GA : Je les laisse à leurs propres affaires ! Vous savez les gens le disent car ça les arrange de le dire, plus ils vont le dire et surtout à des femmes, c'est en fait pour empêcher aux autres femmes de nous rejoindre. Vous pensez bien que si on vous dit qu'à l'UFM, il n'y a que des femmes aigries, vous n'aurez pas envie de nous rejoindre. Ils savent pertinemment que c'est faux, et ces mêmes personnes qui me connaissent, savent que nous ne sommes pas aigries, et que nous sommes au contrairement des femmes complètement épanouies, que nous nous éclatons dans ce que nous faisons, dans la vie. Nous nous adressons directement aux femmes, en leur disant qu'adhérer dans un mouvement qui milite pour l'émancipation des femmes est quelque chose d'exaltant. Nous posons nos pierres pour nos propres enfants pour qu'ils aient une société plus juste, avec moins de violence en direction des femmes.

DOMactu : Quel regard portez vous sur l'évolution des violences faites aux femmes ?

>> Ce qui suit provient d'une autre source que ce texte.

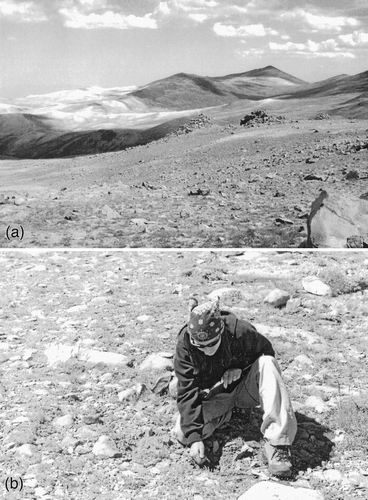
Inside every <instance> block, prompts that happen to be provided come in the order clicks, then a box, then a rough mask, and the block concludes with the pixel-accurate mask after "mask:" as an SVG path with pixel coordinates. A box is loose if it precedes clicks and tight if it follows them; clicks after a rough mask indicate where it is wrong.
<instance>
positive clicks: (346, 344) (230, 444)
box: [0, 249, 368, 500]
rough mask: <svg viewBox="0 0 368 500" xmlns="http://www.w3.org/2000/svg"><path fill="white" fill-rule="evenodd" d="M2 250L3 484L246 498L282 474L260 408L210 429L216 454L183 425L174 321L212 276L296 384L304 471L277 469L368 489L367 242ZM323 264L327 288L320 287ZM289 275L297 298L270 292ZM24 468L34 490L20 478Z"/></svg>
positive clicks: (324, 282) (55, 494)
mask: <svg viewBox="0 0 368 500" xmlns="http://www.w3.org/2000/svg"><path fill="white" fill-rule="evenodd" d="M0 261H1V268H0V274H1V281H0V283H1V287H2V290H1V294H0V315H1V325H2V327H1V330H0V373H1V377H0V387H1V395H2V398H1V402H0V415H1V420H0V435H1V440H0V470H1V483H2V486H1V488H2V491H1V494H0V495H3V497H4V498H19V499H20V498H21V499H22V500H23V499H26V500H31V499H32V500H34V499H43V500H56V499H58V498H73V499H83V500H84V499H86V500H87V499H88V500H91V499H97V498H98V499H109V500H120V499H130V498H131V499H133V498H135V499H138V498H142V499H143V498H160V499H172V498H176V499H178V500H185V499H196V500H205V499H208V500H209V499H220V500H222V499H224V500H225V499H227V500H228V499H230V500H232V499H234V500H235V499H237V498H239V496H240V495H241V494H242V493H244V492H245V491H247V490H249V488H251V487H252V486H253V485H254V484H256V483H258V482H260V481H262V480H267V481H271V478H270V477H269V476H268V472H267V468H266V467H265V466H264V465H263V464H262V463H261V462H260V461H259V459H258V448H259V440H260V437H261V436H260V433H259V424H260V418H261V414H260V412H259V410H258V409H254V410H252V411H251V412H249V413H246V414H244V413H240V412H237V413H236V414H235V415H234V416H233V418H232V420H231V421H230V423H229V424H227V425H226V426H225V427H223V428H221V429H219V430H218V431H216V433H215V435H214V436H213V438H212V439H210V440H209V441H208V442H206V449H207V454H208V457H209V459H210V464H211V466H210V467H205V468H204V469H200V468H198V467H196V466H195V465H194V464H193V463H192V462H191V461H190V459H189V455H188V450H186V449H183V448H182V447H181V446H180V445H179V444H178V443H176V442H175V441H174V440H173V439H172V437H171V433H170V430H171V428H172V425H173V419H174V418H175V412H176V403H175V399H174V398H173V397H172V395H171V394H170V390H169V383H170V381H172V379H173V371H172V356H173V352H174V348H175V341H176V335H177V333H178V331H179V329H180V327H181V326H182V324H183V323H184V322H185V321H186V314H187V313H186V311H187V299H188V297H189V295H190V294H192V293H195V294H197V295H198V296H199V298H205V297H206V296H207V295H208V294H209V293H211V292H213V291H217V293H220V294H221V296H222V299H221V300H222V305H223V306H224V307H228V308H230V309H232V310H233V311H234V312H235V313H236V314H238V315H239V316H240V317H244V318H246V319H248V320H250V321H251V322H252V323H253V324H255V325H256V327H257V328H258V329H259V331H260V332H262V333H264V334H265V335H266V336H267V337H268V338H270V340H271V341H272V343H273V345H274V347H275V349H276V351H277V358H278V361H279V363H280V366H281V368H282V371H283V376H284V378H285V381H286V383H287V386H288V388H289V391H290V394H291V397H292V401H293V405H294V409H295V411H296V414H297V420H298V434H297V437H296V440H295V443H294V446H293V454H292V461H293V465H294V475H293V477H292V478H291V480H290V481H288V482H286V481H280V480H277V481H274V484H276V482H277V483H279V484H285V485H289V486H299V487H304V488H309V489H310V490H311V491H312V490H313V491H315V492H319V493H320V494H321V495H323V498H324V499H325V500H332V499H334V500H336V499H339V500H351V499H355V498H363V499H364V498H367V496H368V462H367V451H368V450H367V430H366V425H365V424H366V415H367V412H368V395H367V389H366V388H367V382H368V376H367V363H366V359H367V348H368V337H367V333H366V332H367V318H368V292H367V289H368V267H367V264H368V258H367V256H366V254H365V253H364V252H358V251H350V252H348V253H347V252H313V253H312V252H303V251H298V252H275V251H272V252H257V251H246V252H226V251H225V252H220V251H217V252H215V251H213V252H210V251H199V250H198V251H175V252H174V251H168V252H164V251H158V252H153V251H150V252H148V251H141V252H135V251H123V252H118V251H113V250H110V251H100V252H97V251H89V252H87V251H85V252H83V251H69V252H64V251H58V252H55V251H40V250H37V249H34V250H27V251H18V252H15V251H8V252H5V251H3V252H2V253H1V254H0ZM311 276H317V277H318V279H320V280H321V281H322V282H323V283H325V284H327V285H328V286H329V287H330V290H329V292H328V294H327V295H315V294H312V293H310V292H308V291H307V290H306V286H307V285H306V283H307V282H306V281H305V278H307V277H311ZM275 288H278V289H281V290H284V291H285V292H287V293H288V294H289V295H290V299H289V300H288V302H287V304H286V307H283V308H281V309H279V308H274V307H272V306H271V305H269V304H267V303H265V302H264V299H265V297H266V296H267V295H268V294H269V292H271V291H272V290H274V289H275ZM10 477H12V478H13V480H18V479H19V478H22V480H23V485H24V489H23V491H22V492H21V493H19V492H13V493H6V489H5V482H6V479H7V478H10ZM9 484H10V483H9V479H8V483H7V485H9ZM13 484H15V483H13Z"/></svg>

GA : C'est assez affolant ! Nous avons mené beaucoup de campagnes, les femmes ont enfin brisé le mur du silence, et elles parlent beaucoup, c'est-à-dire qu'elles refusent la violence et la dénoncent. Et cela, les hommes ne l'acceptent pas, ne le supportent pas et bien entendu ils redoublent de violence. C'est-à-dire qu'ils ne reconnaissent plus cette femme qu'ils ont en face d'eux, qui acceptait depuis 3 ans, 5 ans, 10 ans, des violences, des récriminations, des réprimandes, humiliations, etc. Et qui brusquement hausse la tête, et dit « Moi j'arrête, stop je dis NON ! ». Ben ces hommes-là pètent les plombs et redoublent de violence. Et c'est là que ça devient dramatique. En fait, cela ne veut pas dire obligatoirement que les hommes deviennent plus violents, c'est possible car nous sommes dans une société difficile avec chômage et autres difficultés, mais c'est peut être aussi parce qu'aujourd'hui, les femmes parlent plus facilement.

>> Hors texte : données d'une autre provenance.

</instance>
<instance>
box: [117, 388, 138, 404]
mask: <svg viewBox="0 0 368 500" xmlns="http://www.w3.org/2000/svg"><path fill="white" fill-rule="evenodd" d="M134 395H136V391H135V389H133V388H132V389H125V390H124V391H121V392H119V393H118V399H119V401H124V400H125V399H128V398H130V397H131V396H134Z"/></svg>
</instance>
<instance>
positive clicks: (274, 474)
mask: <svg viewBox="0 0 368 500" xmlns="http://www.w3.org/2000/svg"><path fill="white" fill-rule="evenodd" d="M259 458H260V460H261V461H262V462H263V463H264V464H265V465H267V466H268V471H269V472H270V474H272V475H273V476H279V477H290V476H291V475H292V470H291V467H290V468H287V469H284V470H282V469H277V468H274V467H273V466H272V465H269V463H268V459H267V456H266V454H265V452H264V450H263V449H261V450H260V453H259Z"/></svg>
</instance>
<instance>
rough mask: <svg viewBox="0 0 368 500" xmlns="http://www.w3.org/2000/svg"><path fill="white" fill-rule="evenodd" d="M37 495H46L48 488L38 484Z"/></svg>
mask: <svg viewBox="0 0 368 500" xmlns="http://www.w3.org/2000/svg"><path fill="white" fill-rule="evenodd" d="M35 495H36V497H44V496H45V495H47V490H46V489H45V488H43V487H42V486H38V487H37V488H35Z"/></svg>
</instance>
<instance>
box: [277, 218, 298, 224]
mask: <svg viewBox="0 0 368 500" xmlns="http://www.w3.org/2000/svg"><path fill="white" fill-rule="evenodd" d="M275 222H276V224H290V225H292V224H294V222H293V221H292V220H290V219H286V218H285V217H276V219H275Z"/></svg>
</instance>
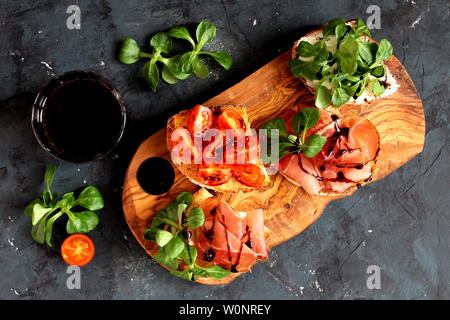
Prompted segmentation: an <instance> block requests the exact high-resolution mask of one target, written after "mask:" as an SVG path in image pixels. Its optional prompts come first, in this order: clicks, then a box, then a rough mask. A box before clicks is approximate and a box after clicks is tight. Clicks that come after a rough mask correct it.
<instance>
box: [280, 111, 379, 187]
mask: <svg viewBox="0 0 450 320" xmlns="http://www.w3.org/2000/svg"><path fill="white" fill-rule="evenodd" d="M293 114H295V112H294V113H292V112H288V113H287V114H286V115H285V117H284V118H285V121H286V117H292V115H293ZM286 123H287V130H288V131H289V133H293V131H292V126H291V125H289V122H287V121H286ZM311 134H320V135H322V136H324V137H326V138H327V142H326V143H325V145H324V147H323V148H322V150H321V151H320V152H319V153H318V154H317V155H316V156H315V157H313V158H308V157H306V156H305V155H304V154H303V153H299V154H289V155H287V156H285V157H283V158H282V159H281V160H280V162H279V165H280V172H281V173H282V174H283V175H284V176H285V177H286V178H287V179H288V180H290V181H291V182H293V183H295V184H297V185H300V186H302V187H303V189H305V191H306V192H308V193H309V194H319V193H321V192H325V193H326V192H332V193H342V192H346V191H347V190H349V189H351V188H353V187H355V186H357V187H359V186H361V185H362V184H363V183H365V182H368V181H370V180H371V177H372V174H373V171H374V168H375V163H376V157H377V154H378V150H379V145H380V143H379V141H380V138H379V134H378V131H377V129H376V128H375V126H374V125H373V124H372V123H371V122H370V121H369V120H367V119H365V118H363V117H356V116H351V117H345V118H339V117H338V116H337V115H335V114H333V113H331V112H329V111H325V110H320V120H319V122H318V123H317V124H316V125H315V126H314V127H313V128H311V129H310V130H308V133H307V137H308V136H309V135H311Z"/></svg>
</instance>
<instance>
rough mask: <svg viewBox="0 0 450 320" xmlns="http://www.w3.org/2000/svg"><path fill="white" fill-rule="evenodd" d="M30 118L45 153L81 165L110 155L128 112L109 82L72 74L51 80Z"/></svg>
mask: <svg viewBox="0 0 450 320" xmlns="http://www.w3.org/2000/svg"><path fill="white" fill-rule="evenodd" d="M31 118H32V119H31V122H32V127H33V132H34V134H35V136H36V138H37V140H38V142H39V144H40V145H41V146H42V147H43V148H44V149H45V150H46V151H48V152H49V153H50V154H52V155H53V156H55V157H56V158H58V159H61V160H66V161H71V162H76V163H79V162H85V161H90V160H97V159H104V158H107V157H108V155H111V153H112V151H113V150H114V149H115V147H116V146H117V145H118V143H119V141H120V139H121V138H122V135H123V132H124V130H125V123H126V109H125V105H124V102H123V100H122V98H121V96H120V95H119V93H118V92H117V90H116V89H115V88H114V87H113V86H112V84H111V83H110V82H109V81H108V80H107V79H105V78H103V77H102V76H100V75H98V74H96V73H94V72H88V71H71V72H67V73H64V74H62V75H60V76H57V77H55V78H53V79H52V80H50V82H49V83H48V84H47V85H46V86H45V87H44V88H43V89H42V90H41V91H40V92H39V93H38V94H37V96H36V99H35V101H34V104H33V109H32V117H31Z"/></svg>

DOMactu : Tant de violence, n'est ce pas aussi parce que nous sommes dans une société machiste ?

GA : La société martiniquaise est machiste, mais elle n'est pas plus machiste que la société espagnole ou portugaise. C'est vrai, on est dans une société de domination masculine, on est dans une société de patriarcat. Certains hommes imaginent que les relations ne peuvent être inscrites que sur des relations de domination, c'est-à-dire que la femme doit obéir et rester dans ses rangs. La distribution des rôles n'a jamais été remise en question : c'est la femme qui fait le ménage, s'occupe des enfants. Vous pensez bien que ce ne sont pas ces hommes machistes qui vont remettre cela en question.

DOMactu : Dernièrement, Catherine Vautrin, la Ministre déléguée à la cohésion sociale et à la parité s'est rendue en Martinique, sa venue dans notre île était un acte fort pour vous ?

GA : Ben non ! Elle est venue dans une période pré-électorale, elle est venue faire une conférence pré-électorale ! Et d'ailleurs dans le discours qu'elle a fait en direction des Femmes de la caraïbe, elle n'a parlé que des projets du gouvernement auquel elle appartient, elle n'a absolument pas parlé des femmes de la caraïbe. Pour nous à l'UFM, nous n'avions pas rendez-vous avec cette dame, nous avons contesté auprès du préfet et nous avons pu échanger avec elle en l'espace de 3 minutes. Elle nous a confirmé qu'il y aura l'enquête violence qui sera faite en direction des femmes en Martinique et elle nous a confirmé que les contrats d'adultes-relais que nous avons sollicité qui prennent fin bientôt, seront renouvelés. Cela nous satisfait mais nous aimerions un entretien beaucoup plus long avec Mme Vautrin, puisque nous sommes des femmes en Martinique, donc nous faisons partie également des femmes françaises. On est sous le régime Français on y peut rien ! On est une colonie française donc on aimerait bien être traité pareil.

Propos recueillis par Frédérique Laurent.